The Cheshire Cheese Cat: A Dickens of a Tail tells a delightful story of an unlikely friendship between a cat, a mouse, a raven and Charles Dickens himself--complete with writer's block. This illustrated novel is not just for kids, however; children will enjoy the adventure tale contained herein, and adults will delight in the clever allusions to Dickens characters throughout.


Becoming Dickens offers a new approach to the standard Dickens biography, telling the story of Dickens's growth into a novelist and ending early on in his career. Dickens expert Robert Douglas-Fairhurst draws on both biographical fact and a careful analysis of Dickens's own characters to provide fresh insight into how a child growing up in poverty transformed himself into one of the most famous writers in Britain.


Charles Dickens: A Life, by Jane Smiley, joins the ranks of the Penguin Lives series, and offers a more complete biography of Dickens, if less analysis and detail than might be found in Becoming Dickens. Smiley does cover all the juicy bits of Dickens' life, however, including his uncertain relationship with money, uneasy relationship with his publishers, and rumored unfaithful relationship with his wife.

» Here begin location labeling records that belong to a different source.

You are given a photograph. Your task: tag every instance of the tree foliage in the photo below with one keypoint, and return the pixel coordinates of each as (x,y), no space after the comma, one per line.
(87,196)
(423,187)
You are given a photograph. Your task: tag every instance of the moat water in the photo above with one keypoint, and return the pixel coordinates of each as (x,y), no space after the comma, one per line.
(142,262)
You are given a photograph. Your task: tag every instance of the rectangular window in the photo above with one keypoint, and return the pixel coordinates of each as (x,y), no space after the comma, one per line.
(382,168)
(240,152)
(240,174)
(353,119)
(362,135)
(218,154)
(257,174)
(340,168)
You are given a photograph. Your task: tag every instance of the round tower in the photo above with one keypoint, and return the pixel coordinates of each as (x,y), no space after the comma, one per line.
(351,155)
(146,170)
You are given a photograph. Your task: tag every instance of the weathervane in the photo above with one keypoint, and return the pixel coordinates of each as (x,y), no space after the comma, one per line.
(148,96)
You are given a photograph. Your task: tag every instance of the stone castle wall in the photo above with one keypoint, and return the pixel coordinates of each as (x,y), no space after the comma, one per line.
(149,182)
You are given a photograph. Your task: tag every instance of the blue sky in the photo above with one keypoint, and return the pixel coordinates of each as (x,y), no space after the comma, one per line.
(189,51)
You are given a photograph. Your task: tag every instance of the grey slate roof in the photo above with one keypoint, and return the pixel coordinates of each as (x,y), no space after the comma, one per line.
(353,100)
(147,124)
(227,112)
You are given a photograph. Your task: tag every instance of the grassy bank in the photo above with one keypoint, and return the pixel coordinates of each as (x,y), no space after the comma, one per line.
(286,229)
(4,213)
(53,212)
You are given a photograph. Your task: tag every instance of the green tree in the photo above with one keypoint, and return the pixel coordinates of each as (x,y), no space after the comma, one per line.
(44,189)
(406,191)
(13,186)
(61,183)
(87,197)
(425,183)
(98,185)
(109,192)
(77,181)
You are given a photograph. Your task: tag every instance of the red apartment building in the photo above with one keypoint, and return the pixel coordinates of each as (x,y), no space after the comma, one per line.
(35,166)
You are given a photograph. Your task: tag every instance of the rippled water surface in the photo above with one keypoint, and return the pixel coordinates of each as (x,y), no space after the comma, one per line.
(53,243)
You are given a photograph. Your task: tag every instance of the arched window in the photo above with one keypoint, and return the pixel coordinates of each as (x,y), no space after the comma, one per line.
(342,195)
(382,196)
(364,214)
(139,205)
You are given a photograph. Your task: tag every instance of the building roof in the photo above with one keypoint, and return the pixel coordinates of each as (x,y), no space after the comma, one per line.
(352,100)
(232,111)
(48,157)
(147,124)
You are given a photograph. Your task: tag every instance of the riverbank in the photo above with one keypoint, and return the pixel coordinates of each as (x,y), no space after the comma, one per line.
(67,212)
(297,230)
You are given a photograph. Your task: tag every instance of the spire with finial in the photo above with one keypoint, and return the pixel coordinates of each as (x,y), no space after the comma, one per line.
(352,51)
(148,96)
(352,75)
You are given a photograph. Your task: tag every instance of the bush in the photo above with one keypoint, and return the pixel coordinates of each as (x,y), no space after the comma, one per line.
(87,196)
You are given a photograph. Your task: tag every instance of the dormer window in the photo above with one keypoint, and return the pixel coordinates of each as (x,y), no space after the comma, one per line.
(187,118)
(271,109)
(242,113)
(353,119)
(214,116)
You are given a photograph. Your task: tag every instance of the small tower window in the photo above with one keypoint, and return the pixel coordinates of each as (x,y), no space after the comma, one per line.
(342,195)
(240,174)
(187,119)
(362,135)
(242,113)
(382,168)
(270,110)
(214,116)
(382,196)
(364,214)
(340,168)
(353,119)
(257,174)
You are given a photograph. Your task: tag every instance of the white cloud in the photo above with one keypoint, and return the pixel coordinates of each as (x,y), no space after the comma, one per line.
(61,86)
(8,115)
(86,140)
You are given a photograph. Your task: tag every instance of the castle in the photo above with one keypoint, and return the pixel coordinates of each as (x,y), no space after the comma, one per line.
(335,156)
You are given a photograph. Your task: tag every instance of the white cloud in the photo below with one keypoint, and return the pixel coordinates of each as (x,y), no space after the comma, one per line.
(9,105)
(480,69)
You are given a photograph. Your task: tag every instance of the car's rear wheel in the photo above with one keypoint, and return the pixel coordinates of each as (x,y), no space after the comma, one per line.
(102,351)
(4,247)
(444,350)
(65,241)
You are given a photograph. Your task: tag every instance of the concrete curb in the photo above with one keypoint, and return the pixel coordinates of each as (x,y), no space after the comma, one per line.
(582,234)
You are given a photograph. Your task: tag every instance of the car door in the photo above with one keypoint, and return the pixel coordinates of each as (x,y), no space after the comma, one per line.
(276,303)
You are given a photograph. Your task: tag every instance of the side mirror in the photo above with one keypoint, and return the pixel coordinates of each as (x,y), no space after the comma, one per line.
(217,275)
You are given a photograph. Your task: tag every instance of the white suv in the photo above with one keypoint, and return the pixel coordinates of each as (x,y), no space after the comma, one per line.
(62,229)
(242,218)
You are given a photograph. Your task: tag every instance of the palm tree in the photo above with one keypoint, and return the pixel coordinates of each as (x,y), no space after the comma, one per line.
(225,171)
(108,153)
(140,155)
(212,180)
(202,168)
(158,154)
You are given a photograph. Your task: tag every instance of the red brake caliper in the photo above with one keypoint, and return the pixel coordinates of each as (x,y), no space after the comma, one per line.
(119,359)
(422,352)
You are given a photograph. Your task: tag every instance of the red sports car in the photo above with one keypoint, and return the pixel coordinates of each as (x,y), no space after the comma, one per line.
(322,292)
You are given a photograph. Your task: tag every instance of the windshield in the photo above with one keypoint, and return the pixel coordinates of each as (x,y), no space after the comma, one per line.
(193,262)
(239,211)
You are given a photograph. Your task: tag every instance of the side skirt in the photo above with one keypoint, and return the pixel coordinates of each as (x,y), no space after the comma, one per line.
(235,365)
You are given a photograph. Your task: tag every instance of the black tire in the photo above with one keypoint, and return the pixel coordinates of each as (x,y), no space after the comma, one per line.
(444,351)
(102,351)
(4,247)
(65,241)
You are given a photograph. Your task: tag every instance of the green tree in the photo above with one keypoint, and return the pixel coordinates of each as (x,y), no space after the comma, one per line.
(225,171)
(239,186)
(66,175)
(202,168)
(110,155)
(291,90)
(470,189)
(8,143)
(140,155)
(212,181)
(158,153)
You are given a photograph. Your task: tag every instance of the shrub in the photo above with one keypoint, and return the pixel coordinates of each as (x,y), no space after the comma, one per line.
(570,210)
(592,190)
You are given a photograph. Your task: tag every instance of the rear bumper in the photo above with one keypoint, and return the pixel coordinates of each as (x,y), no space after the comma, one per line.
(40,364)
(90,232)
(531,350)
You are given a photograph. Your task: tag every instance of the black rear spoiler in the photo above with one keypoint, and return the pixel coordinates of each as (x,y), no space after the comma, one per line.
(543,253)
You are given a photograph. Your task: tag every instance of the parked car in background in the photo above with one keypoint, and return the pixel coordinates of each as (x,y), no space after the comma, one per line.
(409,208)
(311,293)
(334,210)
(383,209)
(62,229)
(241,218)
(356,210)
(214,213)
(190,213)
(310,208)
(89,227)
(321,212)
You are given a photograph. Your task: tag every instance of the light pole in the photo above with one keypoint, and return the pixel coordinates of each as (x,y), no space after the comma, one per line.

For those looking for a more hands-on experience of Dickens's life, Charles Dickens: The Dickens Bicentenary 1812-2012 is just what the doctor ordered. Published by Insight Editions in association with the Charles Dickens Museum of London, this oversized book features full-size images, photographs, drawings and removable facsimiles of documents from the Dickens archives, letting readers get elbow-deep--literally--in the life and times of this well-loved author.

And readers can get really hands-on -- and feet-out -- with an upcoming title from one of my favorite quirky publishers, Shire:  The Time Traveller's Guide to Dickens' London (available in the US March 20, 2012). It is, of course, exactly what it sounds like -- a travel guide of London with the intent of giving readers a glimpse into the London of Dickens' years.



What have I missed? What are you reading to celebrate Dickens? Or should I be asking if you all even like the man?